You Dreamed of Empires by Álvaro Enrigue, translated by Natasha Wimmer: My favorite novel of recent memory imagines the meeting of Moctezuma and Hernán Cortés and their respective retinues, lubricated the consumption of a lot—a lot—of hallucinogenic fauna.
Little Fish by Casey Plett: A book that reminded me what a novel can do, Little Fish follows a winter of adventure and danger in the life of Wendy, a trans woman living in Winnipeg who comes to believe her long-dead grandfather may have also been trans. I loved this book’s commonplaces, its way with time, memory, and loss.
Monica by Daniel Clowes: I was chagrined to learn by reading this Alta interview that Clowes, one of my most favorite authors of comics (in a kind of holy trinity with Adrian Tomine and Nick Drnaso) released a book in October that I’ve only just found out about. I read it in one sitting and it made it hard for me to sleep. I’ll try it again when I’ve forgotten how provocative, mournful, and frightening I found it.
Lila by Marilynne Robinson: After buying yet another copy of it, I didn’t actually complete my umpteenth reread of Lila, but I carried it around with me as a talisman and got pretty deep in, hoping that by osmosis I might too become capable of descriptions like this one:
She knew he was thinking and praying about how to make her feel at home. She had never been home in all the years of her life. She wouldn’t know how to begin. But the shade of the cottonwoods and the shimmer of their leaves and the trill of the cicadas were comfort for her. The pasture smell.

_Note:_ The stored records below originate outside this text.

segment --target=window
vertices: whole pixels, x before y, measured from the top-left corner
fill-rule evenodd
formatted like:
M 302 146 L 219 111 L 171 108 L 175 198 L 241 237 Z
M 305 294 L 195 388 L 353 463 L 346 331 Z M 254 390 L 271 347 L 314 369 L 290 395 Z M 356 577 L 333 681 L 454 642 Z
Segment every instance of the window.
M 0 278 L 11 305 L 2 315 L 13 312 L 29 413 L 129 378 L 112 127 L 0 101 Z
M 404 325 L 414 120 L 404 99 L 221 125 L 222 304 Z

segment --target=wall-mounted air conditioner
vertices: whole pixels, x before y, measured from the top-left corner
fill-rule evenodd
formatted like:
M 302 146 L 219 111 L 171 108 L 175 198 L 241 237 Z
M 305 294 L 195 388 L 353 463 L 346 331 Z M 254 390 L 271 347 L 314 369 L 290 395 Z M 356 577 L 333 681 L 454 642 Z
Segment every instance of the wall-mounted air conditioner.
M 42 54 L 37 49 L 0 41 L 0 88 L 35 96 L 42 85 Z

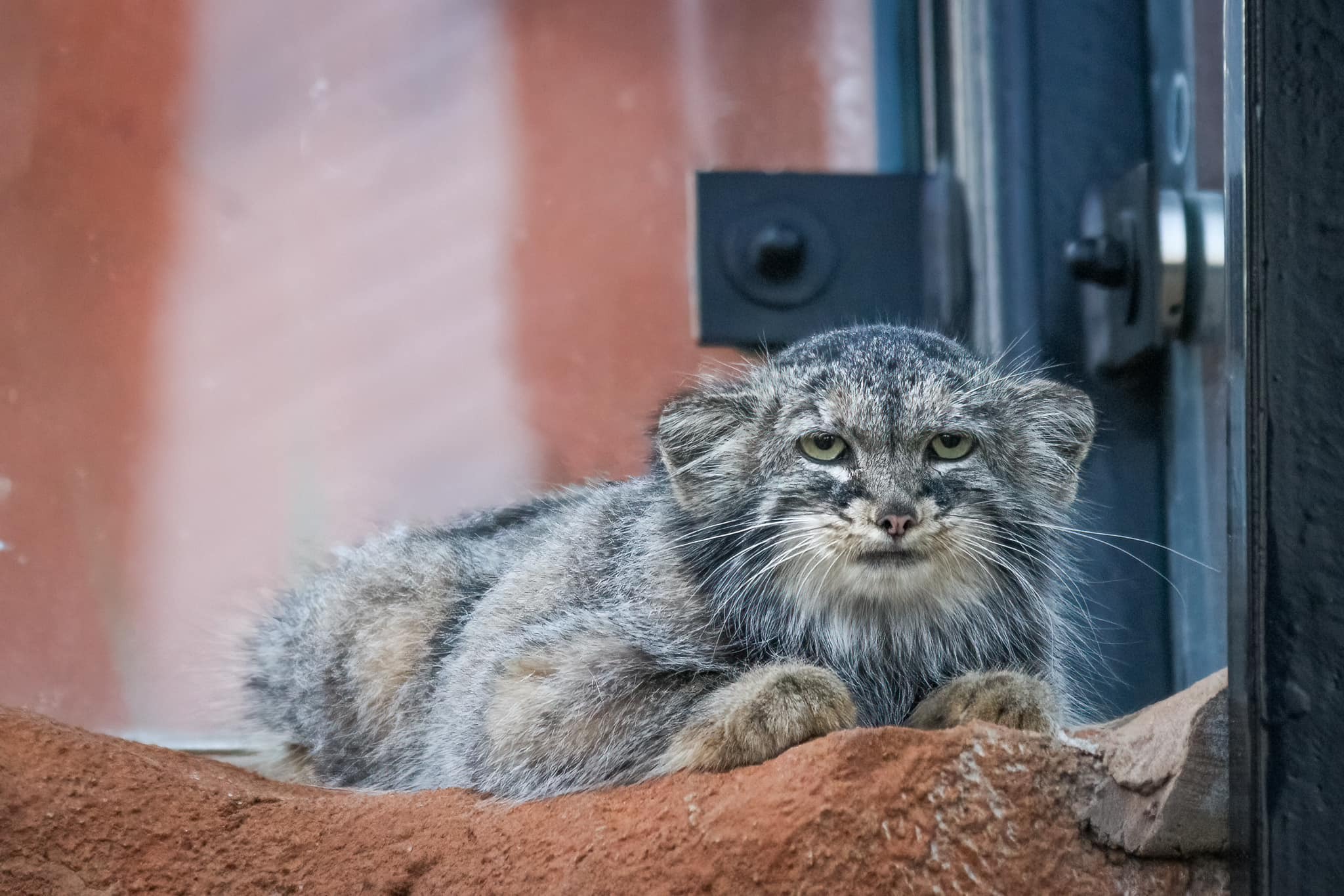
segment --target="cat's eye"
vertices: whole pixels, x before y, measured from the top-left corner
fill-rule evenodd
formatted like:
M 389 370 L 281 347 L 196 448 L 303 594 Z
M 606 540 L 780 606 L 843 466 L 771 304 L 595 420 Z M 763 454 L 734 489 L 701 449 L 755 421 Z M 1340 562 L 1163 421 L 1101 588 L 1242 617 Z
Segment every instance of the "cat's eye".
M 798 450 L 813 461 L 821 461 L 823 463 L 839 461 L 844 457 L 848 447 L 843 438 L 832 433 L 808 433 L 798 439 Z
M 939 461 L 960 461 L 970 454 L 974 443 L 974 439 L 962 433 L 939 433 L 933 437 L 929 447 Z

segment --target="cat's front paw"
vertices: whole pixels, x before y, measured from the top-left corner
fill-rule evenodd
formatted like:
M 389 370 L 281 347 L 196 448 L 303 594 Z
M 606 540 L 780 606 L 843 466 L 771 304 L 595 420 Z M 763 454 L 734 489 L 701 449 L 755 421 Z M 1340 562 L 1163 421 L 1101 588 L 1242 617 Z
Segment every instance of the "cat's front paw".
M 761 666 L 706 699 L 673 737 L 664 770 L 753 766 L 805 740 L 851 728 L 857 716 L 849 690 L 829 669 Z
M 1059 700 L 1043 680 L 1021 672 L 973 672 L 935 688 L 906 720 L 911 728 L 953 728 L 992 721 L 1021 731 L 1052 732 Z

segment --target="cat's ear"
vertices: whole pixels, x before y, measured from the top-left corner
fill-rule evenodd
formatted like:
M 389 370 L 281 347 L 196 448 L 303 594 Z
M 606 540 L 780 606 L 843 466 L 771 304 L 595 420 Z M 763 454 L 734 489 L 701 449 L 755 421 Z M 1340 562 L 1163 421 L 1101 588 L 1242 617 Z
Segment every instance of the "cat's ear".
M 703 380 L 663 406 L 653 434 L 677 502 L 688 509 L 728 497 L 747 472 L 746 424 L 759 410 L 750 384 Z
M 1054 458 L 1048 477 L 1055 498 L 1071 504 L 1078 494 L 1078 470 L 1097 434 L 1097 411 L 1082 390 L 1047 379 L 1016 387 L 1015 411 L 1031 426 L 1035 441 Z

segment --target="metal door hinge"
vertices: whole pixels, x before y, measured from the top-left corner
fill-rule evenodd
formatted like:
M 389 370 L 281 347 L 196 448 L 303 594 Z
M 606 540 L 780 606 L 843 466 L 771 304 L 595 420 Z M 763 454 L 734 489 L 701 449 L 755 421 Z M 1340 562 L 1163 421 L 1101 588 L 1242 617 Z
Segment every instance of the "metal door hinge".
M 1145 163 L 1083 203 L 1064 246 L 1079 282 L 1089 367 L 1118 372 L 1223 313 L 1223 197 L 1160 189 Z

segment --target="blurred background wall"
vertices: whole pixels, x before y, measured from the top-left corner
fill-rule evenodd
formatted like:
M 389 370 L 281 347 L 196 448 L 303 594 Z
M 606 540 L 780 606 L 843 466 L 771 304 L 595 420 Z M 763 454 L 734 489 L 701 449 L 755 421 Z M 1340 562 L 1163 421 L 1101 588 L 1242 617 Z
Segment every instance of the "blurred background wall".
M 235 727 L 333 544 L 642 469 L 687 173 L 874 165 L 868 0 L 0 0 L 0 703 Z

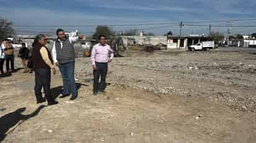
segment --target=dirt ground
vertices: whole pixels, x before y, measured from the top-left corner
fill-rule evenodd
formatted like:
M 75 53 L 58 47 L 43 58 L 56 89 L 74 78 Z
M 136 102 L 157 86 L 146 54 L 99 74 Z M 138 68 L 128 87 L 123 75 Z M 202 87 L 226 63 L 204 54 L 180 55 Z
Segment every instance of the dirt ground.
M 92 95 L 79 58 L 79 97 L 35 104 L 34 74 L 0 77 L 2 142 L 255 142 L 256 55 L 246 51 L 128 51 Z M 20 67 L 17 62 L 16 68 Z M 52 93 L 60 94 L 60 72 Z M 1 141 L 0 141 L 1 142 Z

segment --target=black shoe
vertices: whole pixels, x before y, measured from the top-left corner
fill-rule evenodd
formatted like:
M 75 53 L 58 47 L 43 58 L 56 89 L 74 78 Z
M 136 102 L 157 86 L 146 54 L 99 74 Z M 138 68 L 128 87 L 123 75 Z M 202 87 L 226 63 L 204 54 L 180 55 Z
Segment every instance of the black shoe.
M 51 106 L 51 105 L 57 105 L 58 104 L 58 102 L 57 101 L 53 101 L 53 102 L 48 102 L 48 106 Z
M 106 92 L 105 92 L 105 91 L 99 91 L 99 94 L 105 94 L 105 93 L 106 93 Z
M 93 92 L 93 95 L 97 95 L 98 92 Z
M 60 98 L 64 98 L 66 97 L 68 97 L 70 95 L 70 94 L 62 94 L 62 95 L 60 97 Z
M 70 100 L 75 100 L 75 99 L 76 99 L 76 98 L 77 98 L 77 97 L 72 97 Z
M 46 100 L 45 98 L 39 100 L 37 101 L 37 104 L 40 104 L 40 103 L 43 103 L 45 101 L 46 101 Z

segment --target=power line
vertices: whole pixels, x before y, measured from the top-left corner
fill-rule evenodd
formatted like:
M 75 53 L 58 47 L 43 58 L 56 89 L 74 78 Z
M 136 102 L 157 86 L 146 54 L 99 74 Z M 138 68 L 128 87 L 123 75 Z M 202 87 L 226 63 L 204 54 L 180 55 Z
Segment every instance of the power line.
M 185 24 L 196 24 L 196 23 L 216 23 L 216 22 L 227 22 L 229 21 L 235 22 L 235 21 L 250 21 L 250 20 L 256 20 L 256 18 L 252 19 L 231 19 L 231 20 L 203 20 L 203 21 L 187 21 L 183 22 Z M 107 25 L 106 26 L 109 27 L 118 27 L 118 26 L 144 26 L 144 25 L 167 25 L 167 24 L 178 24 L 180 22 L 163 22 L 163 23 L 143 23 L 143 24 L 113 24 L 113 25 Z M 14 25 L 14 27 L 97 27 L 99 25 Z M 103 24 L 103 25 L 104 25 Z
M 114 24 L 114 25 L 106 25 L 109 27 L 117 27 L 117 26 L 144 26 L 144 25 L 167 25 L 167 24 L 173 24 L 177 23 L 173 22 L 168 22 L 168 23 L 158 23 L 158 24 Z M 14 27 L 97 27 L 99 25 L 14 25 Z

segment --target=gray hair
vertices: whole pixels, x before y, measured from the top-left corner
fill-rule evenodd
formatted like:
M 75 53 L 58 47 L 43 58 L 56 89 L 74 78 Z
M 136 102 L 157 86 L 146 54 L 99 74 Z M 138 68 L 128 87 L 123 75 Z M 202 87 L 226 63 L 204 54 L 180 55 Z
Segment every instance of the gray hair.
M 45 36 L 43 34 L 39 34 L 35 37 L 35 40 L 39 41 L 43 37 L 45 37 Z

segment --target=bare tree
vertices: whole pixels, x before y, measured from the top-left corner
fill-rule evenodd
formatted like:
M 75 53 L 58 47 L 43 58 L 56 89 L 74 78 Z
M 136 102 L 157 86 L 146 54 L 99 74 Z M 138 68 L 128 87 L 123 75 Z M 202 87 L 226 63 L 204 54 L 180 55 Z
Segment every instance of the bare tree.
M 7 19 L 0 18 L 0 41 L 14 34 L 12 22 Z

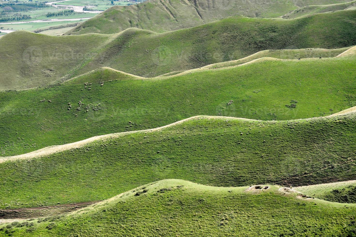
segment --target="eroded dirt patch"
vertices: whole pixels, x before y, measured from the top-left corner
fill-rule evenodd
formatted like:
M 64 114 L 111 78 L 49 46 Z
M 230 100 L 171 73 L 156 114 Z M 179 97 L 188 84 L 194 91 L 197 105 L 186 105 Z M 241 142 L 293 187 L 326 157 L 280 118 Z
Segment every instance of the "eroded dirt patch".
M 75 211 L 99 201 L 71 203 L 50 206 L 0 210 L 0 219 L 25 219 L 48 216 Z

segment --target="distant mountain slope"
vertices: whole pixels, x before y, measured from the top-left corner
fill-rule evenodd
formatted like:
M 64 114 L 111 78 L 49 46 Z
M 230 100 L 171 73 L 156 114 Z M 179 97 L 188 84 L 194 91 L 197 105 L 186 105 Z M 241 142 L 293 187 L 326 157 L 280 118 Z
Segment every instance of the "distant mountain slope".
M 250 190 L 248 187 L 221 188 L 162 180 L 71 214 L 3 225 L 0 234 L 352 236 L 354 205 L 304 200 L 293 191 L 284 193 L 278 186 L 268 187 Z
M 281 17 L 285 19 L 292 19 L 316 13 L 321 13 L 338 10 L 351 10 L 355 5 L 356 5 L 356 0 L 345 3 L 328 5 L 307 6 L 294 10 Z
M 356 105 L 355 62 L 352 55 L 263 58 L 152 79 L 104 68 L 47 88 L 0 92 L 0 155 L 201 114 L 270 120 L 328 115 Z
M 354 112 L 282 121 L 198 116 L 0 159 L 0 208 L 103 200 L 166 178 L 224 187 L 351 180 L 355 139 Z
M 0 90 L 54 83 L 102 66 L 153 77 L 264 50 L 351 46 L 356 45 L 355 16 L 351 10 L 293 20 L 236 16 L 161 34 L 134 28 L 112 35 L 57 37 L 16 32 L 0 38 Z M 304 57 L 304 53 L 289 52 L 270 55 Z M 331 52 L 329 56 L 335 56 Z M 328 53 L 307 52 L 305 56 Z
M 66 34 L 112 34 L 135 27 L 162 32 L 195 26 L 231 16 L 274 17 L 305 6 L 342 0 L 149 0 L 137 5 L 113 6 Z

Elderberries grew in the ditches by the road, and they picked them and ate them as they walked. Sometimes it was dark when they turned back toward Gilead. Once, he noticed a bush glimmering with fireflies. He stepped into the ditch and touched it, and fireflies rose out of it in a cloud of light.
I kept Lila with me at Djerassi as a talisman of rest, hopping to read it to sleep. But in the wee hours of the night all I could do was research the private lives of people I don’t know and then, exhausted, put on one Tara Brach meditation after another, hoping to drift off until dawn. It’s been this way since childhood, it’s never really gotten better: when I am alone, I need the sun to rest.